AUTHOR=Rathinasabapathy Anandharajan , Copeland Courtney , Crabtree Amber , Carrier Erica J. , Moore Christy , Shay Sheila , Gladson Santhi , Austin Eric D. , Kenworthy Anne K. , Loyd James E. , Hemnes Anna R. , West James D. 

TITLE=Expression of a Human Caveolin-1 Mutation in Mice Drives Inflammatory and Metabolic Defect-Associated Pulmonary Arterial Hypertension

JOURNAL=Frontiers in Medicine

VOLUME=Volume 7 - 2020

YEAR=2020

URL=https://www.frontiersin.org/journals/medicine/articles/10.3389/fmed.2020.00540

DOI=10.3389/fmed.2020.00540

ISSN=2296-858X

ABSTRACT=Background: In 2012, mutations in Cav1 were found to be the driving mutation in several cases of heritable pulmonary arterial hypertension (PAH).  These mutations replaced the last 21 amino acids of Cav1 with a novel 22 amino acid sequence. Because previously only Cav1 knockouts had been studied in the context of PAH, examining the in vivo effects of this novel mutation holds promise for new understanding of the role of Cav1 in disease etiology.

Methods: The new 22 amino acids created by the human mutation were knocked into the native mouse Cav1 locus. The mice underwent hemodynamic, energy balance, and inflammatory measurements, both at baseline, and after being stressed with either a metabolic or an inflammatory challenge (low dose LPS). To metabolically challenge mice, they were injected with streptozotocin (STZ) and fed a high fat diet for 12 weeks. 
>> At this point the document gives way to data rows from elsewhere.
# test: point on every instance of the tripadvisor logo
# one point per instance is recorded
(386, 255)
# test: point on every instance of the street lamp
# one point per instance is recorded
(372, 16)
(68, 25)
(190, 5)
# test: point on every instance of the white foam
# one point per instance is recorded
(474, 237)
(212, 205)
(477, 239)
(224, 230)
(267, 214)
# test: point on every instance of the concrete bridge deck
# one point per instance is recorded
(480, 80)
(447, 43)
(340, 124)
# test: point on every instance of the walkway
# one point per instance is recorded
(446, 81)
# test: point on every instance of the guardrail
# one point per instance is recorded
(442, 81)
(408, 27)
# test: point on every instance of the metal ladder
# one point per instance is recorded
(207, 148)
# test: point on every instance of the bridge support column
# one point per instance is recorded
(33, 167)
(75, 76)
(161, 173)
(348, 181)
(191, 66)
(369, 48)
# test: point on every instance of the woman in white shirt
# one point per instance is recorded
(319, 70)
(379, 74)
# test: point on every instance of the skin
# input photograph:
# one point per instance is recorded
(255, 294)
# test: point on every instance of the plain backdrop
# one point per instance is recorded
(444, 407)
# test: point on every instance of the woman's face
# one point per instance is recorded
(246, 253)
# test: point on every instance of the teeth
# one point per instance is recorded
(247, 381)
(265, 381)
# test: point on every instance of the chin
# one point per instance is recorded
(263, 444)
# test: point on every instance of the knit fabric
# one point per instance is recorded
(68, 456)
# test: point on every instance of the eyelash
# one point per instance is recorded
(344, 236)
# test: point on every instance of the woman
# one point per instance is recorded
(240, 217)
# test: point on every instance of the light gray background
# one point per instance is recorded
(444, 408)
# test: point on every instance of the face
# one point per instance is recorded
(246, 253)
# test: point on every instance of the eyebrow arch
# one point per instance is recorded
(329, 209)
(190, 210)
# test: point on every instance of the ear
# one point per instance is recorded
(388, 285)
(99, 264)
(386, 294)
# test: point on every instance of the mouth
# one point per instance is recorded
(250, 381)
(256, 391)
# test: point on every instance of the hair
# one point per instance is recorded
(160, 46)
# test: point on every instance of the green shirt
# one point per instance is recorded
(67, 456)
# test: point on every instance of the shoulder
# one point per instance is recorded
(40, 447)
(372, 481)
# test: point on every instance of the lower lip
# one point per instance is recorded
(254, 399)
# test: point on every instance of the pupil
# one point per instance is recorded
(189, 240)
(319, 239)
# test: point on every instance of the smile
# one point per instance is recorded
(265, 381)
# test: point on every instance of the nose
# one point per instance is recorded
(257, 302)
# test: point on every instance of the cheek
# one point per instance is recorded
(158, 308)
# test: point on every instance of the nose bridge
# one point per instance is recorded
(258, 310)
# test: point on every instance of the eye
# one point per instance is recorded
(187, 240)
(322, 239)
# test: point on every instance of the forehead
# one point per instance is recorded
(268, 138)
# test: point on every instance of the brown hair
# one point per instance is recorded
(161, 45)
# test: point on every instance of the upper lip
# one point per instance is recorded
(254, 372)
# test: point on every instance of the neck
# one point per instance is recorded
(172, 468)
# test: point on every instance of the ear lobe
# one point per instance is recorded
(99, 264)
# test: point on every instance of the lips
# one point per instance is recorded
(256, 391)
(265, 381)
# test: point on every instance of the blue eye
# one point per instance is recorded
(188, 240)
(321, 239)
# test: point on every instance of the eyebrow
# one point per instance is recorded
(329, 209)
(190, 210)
Results: In vivo, very little mutant protein was found (roughly 2% of wild-type by mass-spectrometry), probably because of degradation after failure to traffic from the ER. Homozygous mutants developed a mild, low-penetrance PAH similar to that described previously in knockouts, and neither baseline nor metabolic nor inflammatory stress resulted in pressures above normal in heterozygous animals. Homozygous mutants had increased lean mass and worsened oral glucose tolerance, as previously described in knockouts. Novel findings include preservation of Cav2 and accessory proteins in liver and kidney, while they are lost with homozygous Cav1 mutation in lungs. We also found that homozygous had significantly lower tolerance to voluntary spontaneous exercise tolerance than wild-type mice, with heterozygous at an intermediate level. Mutants also had higher circulating monocytes, with both heterozygous and homozygous animals having higher pulmonary MCP1 and MCP5 protein. Heterozygous also lost weight at an LPS challenge level at which wild-type mice continued to gain weight.

Conclusions: The Cav1 mutation identified in human patients in 2012 is molecularly similar to a knockout of Cav1. It results in metabolic deficiencies and mild pulmonary hypertension, as expected, but also an inflammatory phenotype and reduced spontaneous exercise.